Dear Liz: My wife and I are considering buying a home for the first time. We’re planning to switch our accounts from our bank to a credit union. We’re in the midst of receiving a bad report from the bank, and that’s why we want to change. But is that a wise choice when we want to buy a home? Also, what options do we have for a mortgage when we don’t have any money for a down payment? Are we locked into an FHA loan, or are there other choices? We are middle-class people making an average of $40,000 a year with no kids and OK credit scores.
Answer: If you don’t have a down payment saved, you aren’t ready to be homeowners.
Homeownership is expensive, with lots of unexpected costs constantly popping up. Some are relatively minor, like having to replace a worn-out appliance, while others are major, such as having to replace a furnace or a roof.
That’s why homeownership isn’t a good idea for people who aren’t already in the habit of living below their means and saving a decent proportion of their incomes.
Take the next year or so to tweak your spending and save up a down payment. You’ll need at least a 3.5% down payment to qualify for an FHA loan. A bigger down payment will give you more loan options and won’t leave you upside down on your home from the first day. A 20% down payment is often best, since you can avoid private mortgage insurance.
A year also will give you time to polish those credit scores from “OK” to “good.” The higher your scores, the better the interest rate you’ll receive.
But the fact that you’re receiving a “bad report” from your bank is worrisome. You don’t specify what happened, but anything that could be reported to the credit bureaus, such as a missed credit card payment, could cause major damage to your scores. Simply switching to another institution won’t prevent that. And if you’ve piled up a bunch of bounced checks, your credit reports may not be damaged but you could find it difficult to open new accounts at other financial institutions.

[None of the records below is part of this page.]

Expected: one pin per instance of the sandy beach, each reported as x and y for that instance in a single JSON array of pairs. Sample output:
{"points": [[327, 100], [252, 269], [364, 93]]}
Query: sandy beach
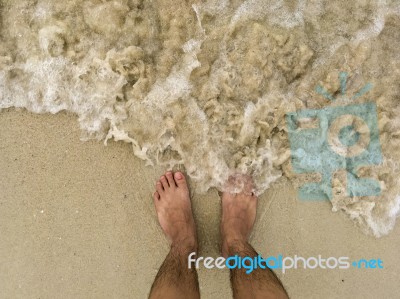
{"points": [[77, 221]]}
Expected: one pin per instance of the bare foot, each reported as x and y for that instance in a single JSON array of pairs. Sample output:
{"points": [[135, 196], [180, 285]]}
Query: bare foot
{"points": [[174, 210], [238, 214]]}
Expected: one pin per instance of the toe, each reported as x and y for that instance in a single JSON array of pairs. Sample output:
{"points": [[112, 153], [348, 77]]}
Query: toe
{"points": [[159, 187], [164, 182], [170, 179], [180, 179], [156, 198]]}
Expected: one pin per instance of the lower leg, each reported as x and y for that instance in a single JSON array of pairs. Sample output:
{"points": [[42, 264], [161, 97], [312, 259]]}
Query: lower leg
{"points": [[174, 279], [260, 283], [238, 216]]}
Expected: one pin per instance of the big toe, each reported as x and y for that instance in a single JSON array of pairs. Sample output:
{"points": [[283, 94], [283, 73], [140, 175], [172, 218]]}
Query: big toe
{"points": [[180, 180]]}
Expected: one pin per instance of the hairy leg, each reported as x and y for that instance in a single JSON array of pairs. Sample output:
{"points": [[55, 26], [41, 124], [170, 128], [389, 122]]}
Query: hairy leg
{"points": [[238, 216], [174, 280]]}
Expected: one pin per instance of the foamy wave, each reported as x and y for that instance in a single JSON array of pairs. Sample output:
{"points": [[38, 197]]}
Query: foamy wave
{"points": [[207, 85]]}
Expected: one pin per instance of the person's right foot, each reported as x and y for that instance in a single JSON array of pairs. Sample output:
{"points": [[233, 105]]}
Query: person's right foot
{"points": [[238, 214]]}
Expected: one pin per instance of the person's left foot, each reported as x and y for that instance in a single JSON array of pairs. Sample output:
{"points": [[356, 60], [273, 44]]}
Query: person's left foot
{"points": [[174, 210]]}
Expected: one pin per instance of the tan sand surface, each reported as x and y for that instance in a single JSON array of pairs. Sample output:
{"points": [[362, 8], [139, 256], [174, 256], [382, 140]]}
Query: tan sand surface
{"points": [[77, 221]]}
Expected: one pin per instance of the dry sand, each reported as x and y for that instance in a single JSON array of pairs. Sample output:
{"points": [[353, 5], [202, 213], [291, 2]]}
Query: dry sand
{"points": [[77, 221]]}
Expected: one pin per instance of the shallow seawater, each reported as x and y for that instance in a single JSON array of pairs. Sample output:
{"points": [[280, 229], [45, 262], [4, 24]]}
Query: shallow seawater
{"points": [[207, 85]]}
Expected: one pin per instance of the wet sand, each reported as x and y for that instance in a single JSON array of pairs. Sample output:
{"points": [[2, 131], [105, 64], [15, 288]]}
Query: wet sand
{"points": [[77, 221]]}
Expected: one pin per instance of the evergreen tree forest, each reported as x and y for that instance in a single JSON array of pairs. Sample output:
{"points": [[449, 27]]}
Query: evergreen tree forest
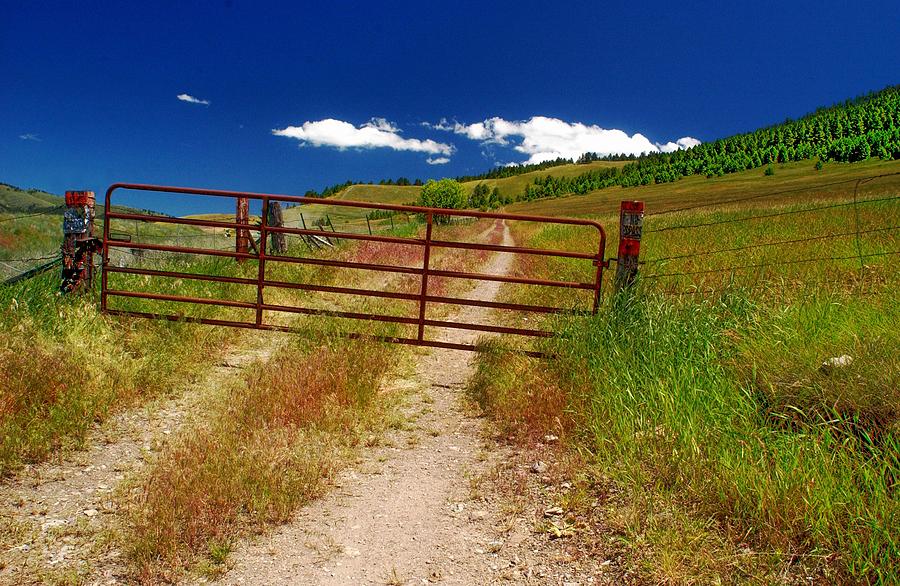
{"points": [[868, 126]]}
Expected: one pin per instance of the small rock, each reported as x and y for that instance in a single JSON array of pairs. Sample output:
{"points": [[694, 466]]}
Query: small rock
{"points": [[553, 512], [841, 361]]}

Whatever happened, you should try to straighten it out with the bank before you decamp, even if you ultimately decide to switch accounts.

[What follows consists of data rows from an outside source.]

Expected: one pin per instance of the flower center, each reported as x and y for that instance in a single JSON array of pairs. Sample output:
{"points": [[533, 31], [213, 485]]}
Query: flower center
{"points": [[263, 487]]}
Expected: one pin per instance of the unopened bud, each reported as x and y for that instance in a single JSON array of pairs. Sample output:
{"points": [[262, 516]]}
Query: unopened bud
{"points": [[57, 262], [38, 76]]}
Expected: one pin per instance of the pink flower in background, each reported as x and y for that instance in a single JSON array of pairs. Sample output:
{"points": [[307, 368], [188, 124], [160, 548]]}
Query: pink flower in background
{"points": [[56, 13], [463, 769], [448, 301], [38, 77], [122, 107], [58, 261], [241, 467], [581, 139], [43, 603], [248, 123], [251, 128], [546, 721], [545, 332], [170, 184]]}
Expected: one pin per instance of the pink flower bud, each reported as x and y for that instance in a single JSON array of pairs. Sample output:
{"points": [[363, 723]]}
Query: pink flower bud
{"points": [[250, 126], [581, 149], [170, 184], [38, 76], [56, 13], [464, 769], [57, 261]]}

Dear Liz: I am returning to college in my later years for a second degree. Can I save in a 529 plan for my own college use in two years?
Answer: You can, but why would you want to?
The big benefit to a 529 plan is that your returns can grow tax-free. That’s a boon for parents in higher tax brackets contributing for young children, since their money has years to grow and they can put at least some of their cash into riskier assets, such as stocks.
If you need the money within two years, though, it should be in a cash account that won’t earn much. (The average money market fund pays around 0.02% right now.) You wouldn’t be getting any real growth, so the tax benefit of a 529 plan is minuscule. What you would get are restrictions on how you use the money and possible complications for your tax returns. If you want to use education tax credits, for example, you won’t be able to apply those on expenses you’ve paid with a 529 withdrawal.
A simple FDIC-insured savings account — perhaps at an online bank that pays around 1% — is probably the better way to go.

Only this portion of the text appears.